Mcgraw Hill Ryerson Pre Calculus 12 Chapter 5 Solutions Page
But now, with the clock ticking toward midnight and a unit test at 8:30 AM, Liam’s resolve cracked. He typed the forbidden words.
The solution wasn't just the answer. It was the path . They’d drawn the Ferris wheel, labeled the axis, found the amplitude, calculated the vertical shift, and then—in a small box at the bottom—they'd written: "The height of the passenger at time t is h(t) = –10 cos(π/15 t) + 12. Note: The negative cosine is used because the passenger starts at the minimum height (6 o'clock position)."
His dad had given him the usual speech at dinner. "You don't need the answer key, Liam. You need the struggle. That’s where learning happens." Easy for him to say. His dad was an electrician. The hardest math he did was calculating voltage drop, not proving that secant was the reciprocal of cosine.
And for the first time all semester, he meant it. mcgraw hill ryerson pre calculus 12 chapter 5 solutions
The next morning, the test had a Ferris wheel problem. Different numbers. Same structure. Liam smiled, wrote h(t) = –8 cos(π/12 t) + 10 , and never once thought about looking at anyone else’s paper.
Chapter 5. Trigonometric Functions and Graphs. The beast.
Liam stared at that note. Negative cosine. Of course. He’d written positive sine, which started at the midline, not the minimum. One sign. Two hours of agony. One tiny minus sign. But now, with the clock ticking toward midnight
After class, his friend Marcus asked, "Dude, did you find the solutions online last night?"

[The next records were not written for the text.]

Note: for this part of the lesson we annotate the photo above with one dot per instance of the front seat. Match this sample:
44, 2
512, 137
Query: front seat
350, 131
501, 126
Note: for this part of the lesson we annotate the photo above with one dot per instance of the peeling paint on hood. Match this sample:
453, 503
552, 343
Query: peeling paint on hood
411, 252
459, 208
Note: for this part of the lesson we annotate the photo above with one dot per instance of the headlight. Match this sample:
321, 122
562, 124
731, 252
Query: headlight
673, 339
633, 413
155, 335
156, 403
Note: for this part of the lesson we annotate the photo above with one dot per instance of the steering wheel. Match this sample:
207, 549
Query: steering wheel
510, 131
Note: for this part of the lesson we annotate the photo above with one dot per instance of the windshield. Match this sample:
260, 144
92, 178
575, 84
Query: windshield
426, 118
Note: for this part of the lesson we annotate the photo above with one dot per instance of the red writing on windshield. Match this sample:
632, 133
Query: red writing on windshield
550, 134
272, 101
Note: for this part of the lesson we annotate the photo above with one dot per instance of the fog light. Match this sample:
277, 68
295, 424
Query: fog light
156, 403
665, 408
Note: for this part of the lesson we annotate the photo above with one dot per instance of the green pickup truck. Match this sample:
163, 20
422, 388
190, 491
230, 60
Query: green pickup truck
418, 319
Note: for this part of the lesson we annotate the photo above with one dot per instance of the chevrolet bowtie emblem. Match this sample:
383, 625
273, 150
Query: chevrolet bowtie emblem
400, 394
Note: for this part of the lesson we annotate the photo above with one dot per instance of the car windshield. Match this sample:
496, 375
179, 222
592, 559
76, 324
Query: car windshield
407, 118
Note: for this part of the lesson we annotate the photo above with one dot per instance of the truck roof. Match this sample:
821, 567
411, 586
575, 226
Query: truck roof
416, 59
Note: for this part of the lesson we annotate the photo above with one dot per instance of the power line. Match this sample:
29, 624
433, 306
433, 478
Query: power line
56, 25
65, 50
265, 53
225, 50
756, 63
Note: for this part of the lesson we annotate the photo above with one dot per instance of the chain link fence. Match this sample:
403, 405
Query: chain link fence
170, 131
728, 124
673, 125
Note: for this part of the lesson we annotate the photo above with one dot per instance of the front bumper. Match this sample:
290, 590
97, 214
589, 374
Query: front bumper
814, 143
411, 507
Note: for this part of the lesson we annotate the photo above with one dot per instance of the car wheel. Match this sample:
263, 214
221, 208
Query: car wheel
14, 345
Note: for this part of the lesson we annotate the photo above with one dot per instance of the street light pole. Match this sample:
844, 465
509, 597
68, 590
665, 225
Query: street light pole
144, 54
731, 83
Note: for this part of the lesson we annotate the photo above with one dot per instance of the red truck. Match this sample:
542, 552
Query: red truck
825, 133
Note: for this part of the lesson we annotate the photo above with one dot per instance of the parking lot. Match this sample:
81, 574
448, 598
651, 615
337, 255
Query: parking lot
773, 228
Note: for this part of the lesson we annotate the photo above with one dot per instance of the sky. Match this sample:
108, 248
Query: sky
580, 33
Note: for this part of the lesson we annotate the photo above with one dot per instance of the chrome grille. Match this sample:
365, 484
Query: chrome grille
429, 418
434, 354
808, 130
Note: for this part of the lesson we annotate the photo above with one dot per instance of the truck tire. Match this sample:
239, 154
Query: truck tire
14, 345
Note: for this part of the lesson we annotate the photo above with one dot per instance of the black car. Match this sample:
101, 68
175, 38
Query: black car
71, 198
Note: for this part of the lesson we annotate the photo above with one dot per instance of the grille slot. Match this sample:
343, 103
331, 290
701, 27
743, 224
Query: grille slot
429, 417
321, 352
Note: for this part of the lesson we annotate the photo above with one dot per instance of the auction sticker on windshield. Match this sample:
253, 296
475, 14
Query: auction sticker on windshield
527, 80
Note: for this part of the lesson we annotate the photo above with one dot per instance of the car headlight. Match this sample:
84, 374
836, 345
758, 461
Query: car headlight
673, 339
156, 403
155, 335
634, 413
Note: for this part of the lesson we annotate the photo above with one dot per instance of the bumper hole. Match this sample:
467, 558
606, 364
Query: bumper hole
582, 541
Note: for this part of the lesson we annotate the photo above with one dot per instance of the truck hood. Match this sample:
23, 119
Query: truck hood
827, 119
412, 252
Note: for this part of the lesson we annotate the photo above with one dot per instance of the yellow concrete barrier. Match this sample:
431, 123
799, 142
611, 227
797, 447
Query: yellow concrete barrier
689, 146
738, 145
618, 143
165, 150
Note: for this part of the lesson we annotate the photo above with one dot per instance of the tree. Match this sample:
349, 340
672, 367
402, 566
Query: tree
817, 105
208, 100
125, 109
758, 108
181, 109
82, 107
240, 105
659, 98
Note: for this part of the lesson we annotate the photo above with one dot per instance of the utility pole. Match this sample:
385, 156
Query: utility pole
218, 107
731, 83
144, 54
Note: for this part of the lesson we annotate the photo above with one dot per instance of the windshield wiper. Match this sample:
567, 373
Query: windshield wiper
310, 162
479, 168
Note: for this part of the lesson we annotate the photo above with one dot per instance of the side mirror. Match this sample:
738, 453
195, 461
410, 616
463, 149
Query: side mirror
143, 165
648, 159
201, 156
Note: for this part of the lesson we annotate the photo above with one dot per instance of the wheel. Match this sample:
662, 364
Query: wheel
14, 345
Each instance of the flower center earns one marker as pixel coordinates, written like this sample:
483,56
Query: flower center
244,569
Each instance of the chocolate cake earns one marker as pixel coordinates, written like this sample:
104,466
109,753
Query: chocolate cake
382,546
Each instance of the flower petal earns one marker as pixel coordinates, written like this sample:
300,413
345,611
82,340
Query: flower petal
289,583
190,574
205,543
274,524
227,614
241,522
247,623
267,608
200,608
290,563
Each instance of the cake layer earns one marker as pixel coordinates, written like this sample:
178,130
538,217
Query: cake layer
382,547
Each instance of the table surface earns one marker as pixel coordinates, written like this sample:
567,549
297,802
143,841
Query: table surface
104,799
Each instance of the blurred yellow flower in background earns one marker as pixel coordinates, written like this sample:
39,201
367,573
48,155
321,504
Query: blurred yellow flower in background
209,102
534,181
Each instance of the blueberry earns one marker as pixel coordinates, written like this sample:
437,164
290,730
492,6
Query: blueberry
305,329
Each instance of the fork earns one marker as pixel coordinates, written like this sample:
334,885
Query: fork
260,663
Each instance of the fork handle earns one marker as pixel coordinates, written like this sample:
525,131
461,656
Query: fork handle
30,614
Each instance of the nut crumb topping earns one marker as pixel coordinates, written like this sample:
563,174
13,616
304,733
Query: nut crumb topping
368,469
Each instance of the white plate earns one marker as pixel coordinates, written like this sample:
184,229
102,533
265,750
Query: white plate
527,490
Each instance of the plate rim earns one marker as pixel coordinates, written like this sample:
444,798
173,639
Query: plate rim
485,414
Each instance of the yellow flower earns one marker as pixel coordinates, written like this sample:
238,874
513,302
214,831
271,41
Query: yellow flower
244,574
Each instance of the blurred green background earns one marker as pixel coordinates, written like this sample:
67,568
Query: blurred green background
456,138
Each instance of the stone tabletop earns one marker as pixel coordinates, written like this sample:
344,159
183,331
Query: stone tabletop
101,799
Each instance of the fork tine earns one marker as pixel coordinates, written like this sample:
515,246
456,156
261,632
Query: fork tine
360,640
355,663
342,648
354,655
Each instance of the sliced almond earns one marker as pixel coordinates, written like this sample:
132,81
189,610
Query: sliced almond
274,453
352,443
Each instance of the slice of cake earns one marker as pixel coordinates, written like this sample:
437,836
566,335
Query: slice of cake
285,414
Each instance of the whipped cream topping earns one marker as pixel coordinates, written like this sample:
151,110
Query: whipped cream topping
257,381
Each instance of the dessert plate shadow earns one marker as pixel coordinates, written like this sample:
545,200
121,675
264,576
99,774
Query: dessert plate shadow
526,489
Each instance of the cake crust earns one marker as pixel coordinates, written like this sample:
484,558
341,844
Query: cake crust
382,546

He didn’t copy the rest of the solutions. He closed the PDF. Then he picked up his pencil, turned to a fresh sheet of paper, and rewrote the Ferris wheel problem from scratch. He used the negative cosine. He checked his phase shift. He calculated the height at 20 seconds. Then he did question 15. And 16. He didn't look at the answer key again.
He’d been stuck on question 14 for two hours. "A Ferris wheel has a radius of 10 m…" It wasn't even the math anymore. It was the why . Why did the water level in a tidal bay have to follow a sinusoidal pattern? Why did the temperature in Vancouver have to be modeled by a cosine function with a phase shift? And why, tonight of all nights, did his own brain feel like a cotangent curve—repeating, asymptotic, approaching zero but never quite arriving? It was the path
And then he stopped.
At 1:23 AM, he finished. He stacked his looseleaf neatly, closed the textbook, and shut the laptop.